Oui, je sais, la formule traditionnelle dit : « nous avons un pape » et non : « ils ont », mais je me doute que pour beaucoup d’entre vous l’élection du nouveau président de la FIFA, Fédération internationale de football association, revêt un caractère anecdotique, pour ne pas dire futile, quand tant de problèmes autrement plus sérieux agitent la planète. Difficile cependant de rester complètement à l’écart de cet évènement après le battage médiatique qui a entouré la chute de son précédent dirigeant, Joseph Blatter, et la révélation de scandales de corruption à grande échelle autour de cette association supposée à but non lucratif.

Le football est devenu une véritable institution qui brasse des sommes considérables et les résultats des équipes ou l’attribution des compétitions est également un enjeu politique. Ce n’est pas un hasard si Wladimir Poutine a été parmi les premiers à féliciter Gianni Infantino, le nouveau président de la FIFA pour les 4 années à venir. La politique au sens large a sans doute causé la perte du concurrent malheureux d’Infantino : les ONG accusaient en effet le prince Salman d’avoir participé dans son pays, le Bahreïn, à la répression contre des athlètes opposés au régime.

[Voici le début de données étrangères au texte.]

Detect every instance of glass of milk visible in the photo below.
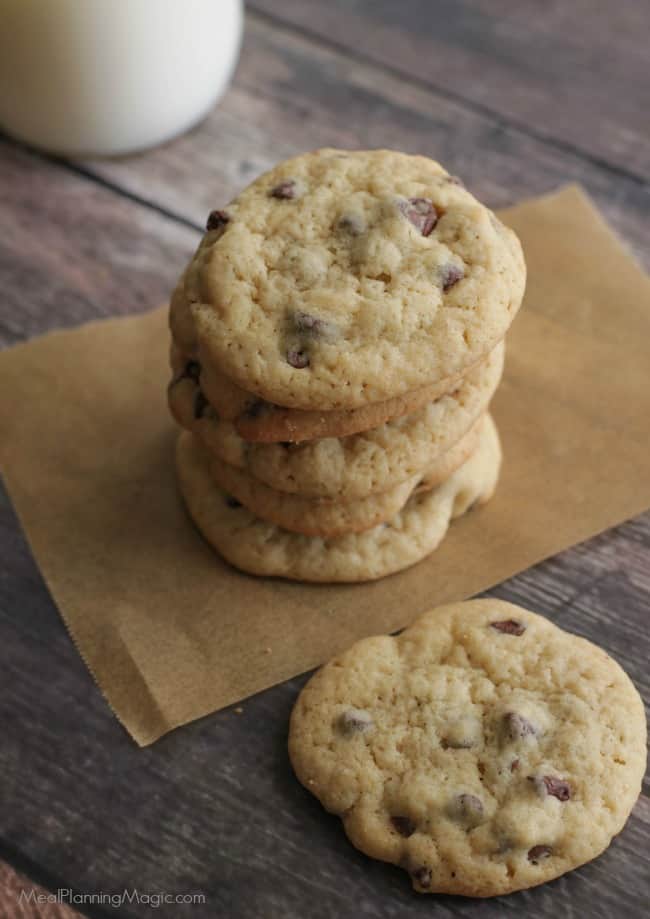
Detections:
[0,0,243,155]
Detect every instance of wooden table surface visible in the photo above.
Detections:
[0,0,650,919]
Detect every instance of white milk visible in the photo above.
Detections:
[0,0,242,154]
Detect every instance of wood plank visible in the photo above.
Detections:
[0,141,197,346]
[249,0,650,179]
[73,17,650,267]
[0,482,650,919]
[0,862,82,919]
[0,33,650,919]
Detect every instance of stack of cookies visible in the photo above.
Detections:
[169,150,525,581]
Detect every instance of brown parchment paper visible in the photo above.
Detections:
[0,187,650,745]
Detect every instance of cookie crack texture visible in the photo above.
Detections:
[178,150,525,410]
[289,600,645,896]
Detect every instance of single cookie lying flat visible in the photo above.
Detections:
[176,420,501,581]
[174,150,525,411]
[289,599,646,897]
[168,343,504,500]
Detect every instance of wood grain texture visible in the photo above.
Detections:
[73,16,650,267]
[0,141,197,345]
[249,0,650,180]
[0,7,650,919]
[0,862,82,919]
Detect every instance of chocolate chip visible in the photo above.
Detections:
[205,211,230,230]
[503,712,537,740]
[338,708,374,737]
[449,794,483,826]
[440,263,465,293]
[390,817,417,839]
[529,775,571,801]
[490,619,526,635]
[183,361,201,383]
[400,198,438,236]
[528,846,553,865]
[411,865,431,890]
[293,310,337,338]
[287,348,309,370]
[338,214,366,236]
[194,389,208,420]
[441,737,474,750]
[270,179,296,201]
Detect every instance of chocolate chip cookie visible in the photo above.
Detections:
[289,599,646,897]
[176,420,501,582]
[202,416,489,538]
[168,343,504,500]
[175,150,525,411]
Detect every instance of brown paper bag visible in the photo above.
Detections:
[0,188,650,744]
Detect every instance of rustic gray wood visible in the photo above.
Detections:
[0,3,650,919]
[249,0,650,179]
[73,15,650,267]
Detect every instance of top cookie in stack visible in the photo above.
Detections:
[170,150,525,580]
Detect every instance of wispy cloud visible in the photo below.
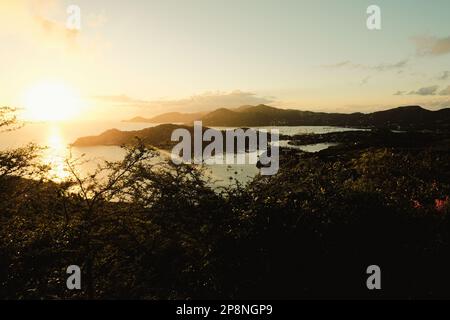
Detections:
[439,86,450,96]
[408,86,439,96]
[412,36,450,56]
[436,71,450,80]
[321,59,409,72]
[91,90,274,113]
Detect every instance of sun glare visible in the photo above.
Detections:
[24,82,81,121]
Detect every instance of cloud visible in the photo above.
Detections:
[408,86,439,96]
[439,86,450,96]
[321,59,409,72]
[92,94,150,105]
[436,71,450,80]
[91,90,274,113]
[412,36,450,56]
[369,59,409,71]
[361,76,371,86]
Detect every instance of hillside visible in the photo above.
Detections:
[124,105,450,130]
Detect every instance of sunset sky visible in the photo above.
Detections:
[0,0,450,118]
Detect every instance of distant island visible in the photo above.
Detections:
[127,104,450,130]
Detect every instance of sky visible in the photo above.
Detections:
[0,0,450,118]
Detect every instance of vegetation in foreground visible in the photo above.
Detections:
[0,108,450,299]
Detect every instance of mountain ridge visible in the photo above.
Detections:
[123,104,450,130]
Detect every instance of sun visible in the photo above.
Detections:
[24,82,81,121]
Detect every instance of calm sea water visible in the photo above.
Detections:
[0,121,354,186]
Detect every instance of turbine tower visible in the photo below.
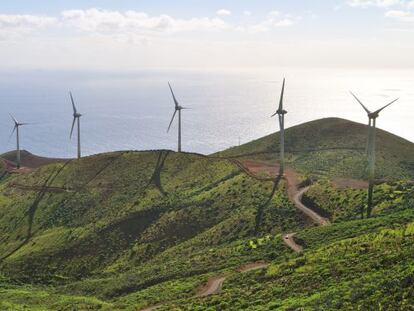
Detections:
[167,82,189,152]
[69,92,82,159]
[10,115,29,168]
[351,92,398,218]
[272,78,287,176]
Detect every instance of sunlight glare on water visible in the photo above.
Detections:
[0,68,414,157]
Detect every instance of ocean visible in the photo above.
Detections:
[0,68,414,157]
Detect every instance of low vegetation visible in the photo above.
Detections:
[0,119,414,310]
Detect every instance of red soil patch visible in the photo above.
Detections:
[0,158,32,174]
[240,160,279,177]
[196,276,226,297]
[237,262,269,273]
[333,178,368,189]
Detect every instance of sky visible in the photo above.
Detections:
[0,0,414,71]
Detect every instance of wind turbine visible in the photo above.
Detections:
[10,115,29,168]
[351,92,398,217]
[69,92,82,159]
[167,82,190,152]
[272,78,287,176]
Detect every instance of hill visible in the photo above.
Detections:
[218,118,414,180]
[0,119,414,310]
[0,150,65,169]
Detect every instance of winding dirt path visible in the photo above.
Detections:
[141,159,329,311]
[291,187,329,226]
[195,276,226,297]
[283,233,303,253]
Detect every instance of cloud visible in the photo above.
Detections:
[62,8,230,34]
[216,9,231,16]
[347,0,403,8]
[385,10,414,22]
[0,14,58,39]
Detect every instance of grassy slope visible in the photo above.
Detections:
[0,151,307,308]
[218,118,414,180]
[0,119,414,310]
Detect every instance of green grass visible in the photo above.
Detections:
[217,118,414,180]
[0,119,414,310]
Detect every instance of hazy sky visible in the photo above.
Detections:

Le nouveau président aura la lourde tâche de redonner à la fédération une image plus satisfaisante après les nombreux soupçons de corruption et les fraudes avérées qui ont entaché son fonctionnement depuis l’avènement du sulfureux Joao Havelange entre 1974 et 1998, faisant de la FIFA une véritable mafia, qu’il transmettra en l’état à son secrétaire général, Joseph Blatter. On souhaite bien du courage à Gianni Infantino, si tant est qu’on puisse lui accorder ce crédit, car il est lui-même le produit du sérail, ayant exercé la fonction de secrétaire de l’Union européenne aux côtés de Michel Platini, disqualifié pour des soupçons de connivence avec Blatter. Quoi qu’il en soit des qualités personnelles du nouveau dirigeant du football mondial, sa tâche sera compliquée du fait du péché originel de l’association. En effet, chacune des fédérations nationales compte pour une voix, quel que soit la taille du pays ou le nombre de ses licenciés. On comprend aisément que le représentant du Liechtenstein ou d’un petit pays africain parmi les 209 membres de l’organisation soit très courtisé et que la tentation de s’assurer de son vote moyennant finances ou petits services entre amis soit très présente. Le nouveau pape aura-t-il le courage de donner un coup de pied dans la fourmilière et de réformer profondément les institutions ? Personnellement, j’en doute.